Monday, September 14, 2009

A Vision for Main Street

On Friday last, an eager group of downtown merchants, residents, elected officials, and City staff crowded into the east wing of the library to see the preliminary results of MAG's Main Street Vision Study.

And such a vision it was. Poring over the engineering diagrams, the artist's conceptions, and the numerous pictorial examples from other western Main Streets, I felt as though I were actually gazing upon the American Fork Main Street I have always envisioned.

It was like driving down 89 wearing rose-colored glasses.

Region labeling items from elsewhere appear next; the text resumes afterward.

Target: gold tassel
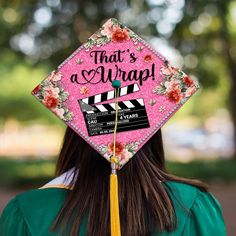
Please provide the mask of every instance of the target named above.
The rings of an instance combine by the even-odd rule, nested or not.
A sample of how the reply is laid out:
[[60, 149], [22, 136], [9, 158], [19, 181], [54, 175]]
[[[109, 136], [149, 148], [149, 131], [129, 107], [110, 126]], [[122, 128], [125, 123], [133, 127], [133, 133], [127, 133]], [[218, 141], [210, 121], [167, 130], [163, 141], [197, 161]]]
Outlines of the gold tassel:
[[[117, 81], [116, 81], [117, 82]], [[120, 236], [120, 214], [119, 214], [119, 196], [118, 196], [118, 178], [116, 174], [116, 130], [118, 125], [118, 93], [119, 88], [115, 88], [115, 127], [113, 139], [113, 157], [111, 158], [111, 175], [110, 175], [110, 225], [111, 236]]]
[[118, 179], [116, 174], [110, 175], [110, 218], [111, 236], [120, 236]]

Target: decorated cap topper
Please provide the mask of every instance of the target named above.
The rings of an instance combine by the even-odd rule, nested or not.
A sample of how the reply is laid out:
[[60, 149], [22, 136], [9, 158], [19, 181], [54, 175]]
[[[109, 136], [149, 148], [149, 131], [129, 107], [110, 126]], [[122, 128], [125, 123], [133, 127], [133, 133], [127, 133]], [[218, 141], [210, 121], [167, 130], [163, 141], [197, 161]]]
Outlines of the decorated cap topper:
[[108, 161], [122, 167], [199, 88], [116, 19], [109, 19], [32, 94]]

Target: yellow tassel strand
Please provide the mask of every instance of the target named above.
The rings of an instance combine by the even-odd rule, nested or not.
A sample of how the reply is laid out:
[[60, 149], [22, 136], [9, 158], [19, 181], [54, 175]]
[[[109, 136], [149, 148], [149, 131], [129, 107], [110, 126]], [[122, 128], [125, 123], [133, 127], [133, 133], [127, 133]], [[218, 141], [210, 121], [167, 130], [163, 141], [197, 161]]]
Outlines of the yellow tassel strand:
[[120, 213], [119, 213], [119, 197], [118, 197], [118, 178], [116, 175], [116, 131], [118, 124], [118, 92], [115, 89], [115, 128], [114, 128], [114, 142], [113, 142], [113, 157], [111, 158], [112, 173], [110, 175], [110, 224], [111, 236], [120, 236]]
[[117, 175], [110, 175], [110, 217], [111, 236], [120, 236], [120, 214]]

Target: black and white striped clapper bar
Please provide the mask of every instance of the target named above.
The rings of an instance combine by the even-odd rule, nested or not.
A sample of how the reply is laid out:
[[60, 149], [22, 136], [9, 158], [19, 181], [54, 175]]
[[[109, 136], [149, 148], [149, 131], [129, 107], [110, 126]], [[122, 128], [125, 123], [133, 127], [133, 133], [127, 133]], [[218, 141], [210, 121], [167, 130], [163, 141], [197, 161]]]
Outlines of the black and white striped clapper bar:
[[[118, 96], [138, 92], [138, 84], [121, 87]], [[115, 102], [98, 104], [115, 98], [115, 91], [110, 90], [78, 100], [83, 112], [89, 136], [114, 132]], [[148, 128], [147, 112], [142, 98], [118, 102], [117, 132]]]

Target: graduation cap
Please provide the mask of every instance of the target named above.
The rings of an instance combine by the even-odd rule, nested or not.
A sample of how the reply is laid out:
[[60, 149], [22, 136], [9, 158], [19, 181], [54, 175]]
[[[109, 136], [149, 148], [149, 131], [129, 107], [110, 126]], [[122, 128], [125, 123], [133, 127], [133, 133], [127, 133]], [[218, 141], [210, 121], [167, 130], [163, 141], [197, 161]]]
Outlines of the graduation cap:
[[198, 88], [196, 80], [112, 18], [32, 91], [111, 162], [112, 236], [120, 235], [117, 170]]

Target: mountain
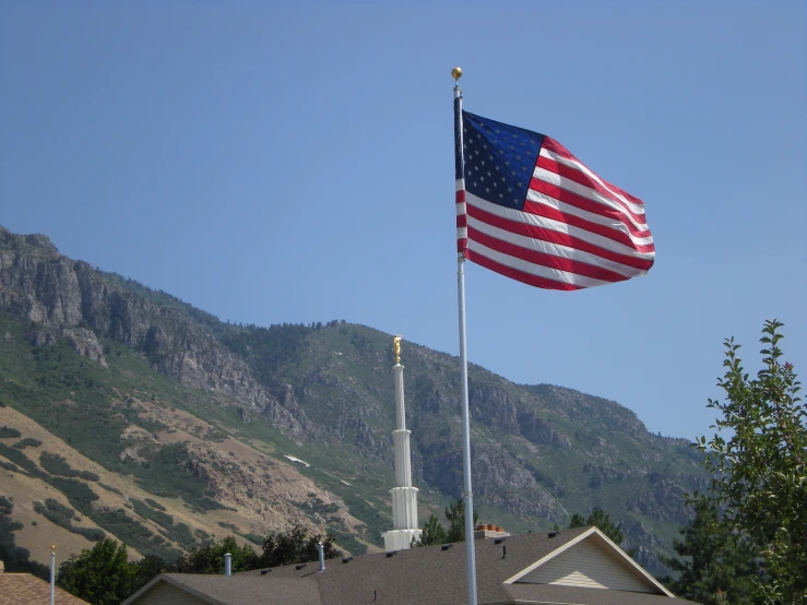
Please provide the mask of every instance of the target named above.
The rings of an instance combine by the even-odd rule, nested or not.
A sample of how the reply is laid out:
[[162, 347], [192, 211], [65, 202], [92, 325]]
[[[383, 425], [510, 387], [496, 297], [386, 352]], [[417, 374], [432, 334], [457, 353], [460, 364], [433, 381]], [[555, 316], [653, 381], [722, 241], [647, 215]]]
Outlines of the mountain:
[[[72, 523], [177, 554], [302, 523], [349, 551], [377, 549], [391, 526], [391, 343], [336, 320], [225, 323], [0, 227], [0, 425], [12, 429], [0, 429], [0, 496], [14, 497], [21, 544], [51, 525], [86, 539]], [[414, 343], [403, 363], [425, 520], [461, 495], [459, 363]], [[468, 381], [483, 521], [526, 532], [600, 506], [662, 569], [658, 553], [689, 519], [685, 494], [705, 485], [686, 440], [570, 389], [473, 365]], [[48, 508], [48, 494], [83, 525], [52, 522], [70, 512]]]

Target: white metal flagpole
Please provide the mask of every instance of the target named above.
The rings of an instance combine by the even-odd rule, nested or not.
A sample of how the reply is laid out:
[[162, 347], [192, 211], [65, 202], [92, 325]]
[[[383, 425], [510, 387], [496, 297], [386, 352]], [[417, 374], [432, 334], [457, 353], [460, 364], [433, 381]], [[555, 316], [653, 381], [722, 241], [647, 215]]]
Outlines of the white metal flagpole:
[[[462, 145], [462, 70], [451, 70], [454, 76], [454, 169], [456, 177], [458, 203], [464, 203], [465, 159]], [[460, 202], [462, 192], [462, 202]], [[464, 214], [464, 212], [463, 212]], [[458, 225], [459, 226], [459, 225]], [[462, 468], [464, 476], [463, 498], [465, 500], [465, 547], [467, 551], [468, 605], [476, 605], [476, 553], [474, 550], [474, 496], [471, 490], [471, 420], [468, 417], [468, 360], [465, 348], [465, 256], [460, 251], [456, 258], [456, 298], [460, 308], [460, 383], [462, 384]]]

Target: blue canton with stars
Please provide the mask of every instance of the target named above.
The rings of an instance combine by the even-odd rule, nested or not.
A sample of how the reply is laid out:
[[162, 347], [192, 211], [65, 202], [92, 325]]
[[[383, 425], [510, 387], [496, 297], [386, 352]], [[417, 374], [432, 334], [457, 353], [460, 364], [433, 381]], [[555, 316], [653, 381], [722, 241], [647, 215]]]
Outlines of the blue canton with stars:
[[462, 112], [465, 190], [522, 210], [544, 135]]

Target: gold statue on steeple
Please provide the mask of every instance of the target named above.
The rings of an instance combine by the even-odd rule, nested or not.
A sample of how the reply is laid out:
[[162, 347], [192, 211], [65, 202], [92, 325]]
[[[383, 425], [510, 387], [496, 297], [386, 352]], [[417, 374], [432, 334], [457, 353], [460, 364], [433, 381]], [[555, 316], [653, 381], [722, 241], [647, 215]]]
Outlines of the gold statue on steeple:
[[395, 334], [395, 337], [392, 339], [392, 351], [395, 353], [395, 364], [401, 363], [401, 335]]

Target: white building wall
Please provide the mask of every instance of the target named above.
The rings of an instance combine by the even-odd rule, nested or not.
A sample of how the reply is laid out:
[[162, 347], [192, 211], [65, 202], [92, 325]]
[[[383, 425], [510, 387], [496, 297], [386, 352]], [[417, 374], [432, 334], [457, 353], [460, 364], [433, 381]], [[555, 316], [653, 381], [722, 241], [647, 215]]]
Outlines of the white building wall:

This, for me, was the truth-revealing paradox of the evening, to think that the traffic-snarled corridor which is widely seen as the greatest deterrent to a healthy downtown could actually point the way to its revitalization. Consider the following morsels of insight gleaned from Friday's presentation:

  • If American Fork does nothing, today's 20,000 daily vehicle trips on Main Street will escalate to more than 50,000 in thirty years. Pacific Drive's counts will number in the 20,000s. This translates to seven lanes of traffic on Main, five on Pacific.
  • Sustainable traffic planning means including more mass transit options and better accommodations for pedestrians and bicyclists. This will not only ease the high traffic counts but will also bring life-giving pedestrian traffic to downtown merchants. ("Cars don't shop," we learned. "People shop.")
  • Creative solutions, such as the creation of one-way traffic couplets along Main and Pacific, can reduce lanes to three or four on each street. This would allow the City to preserve the existing parking on each side, add a bicycle lane, and create better conditions for pedestrians.
  • It turns out that bicycle racks are a bigger motivator for cyclists than dedicated bike lanes.
  • It is possible to house a 21st century parking garage in a 19th century facade.
  • Street trees and harmonious landscaping do more than create a happy facade; they play a large part in generating economic prosperity by attracting customers and reducing crime.

Friday's open house, while preliminary in nature, nevertheless represents three months' hard work by a dedicated team of the state's best urban planners. In just three months, team members met with all existing stakeholders and gathered oral input. They surveyed every Main Street resident and business. They analyzed American Fork's business license trends, tax records and leakage reports; they gathered data from North Utah County's tourism destinations. They met with UDOT and UTA and surveyed the City's existing ordinances and budget constraints.

This underlying research will make a compelling case when the City begins to work toward next steps. This is good, because next steps will be difficult. If the City is to launch a new vision for Main Street, it will need to enact a new set of ordinances, the likes of which have never been seen in American Fork -- ordinances for TOD (transit-oriented development) and form-based ordinances.

City leaders will need to lobby vigorously for American Fork's interests with the likes of UDOT and UTA. Leaders must also be willing to sit down with potential developers and help them see a vision for themselves on Main Street.

These will be difficult battles. But if we are to overcome the blight that is overtaking our downtown, this is the fight we must fight.

Please watch for more of the Main Street Vision as it takes shape. I'm told drawings will soon be posted at the City's Web site.

And please, consider the urgent nature of this issue as you follow election debates this season. The full Main Street vision will take thirty years to realize. But the time to make decisions is now.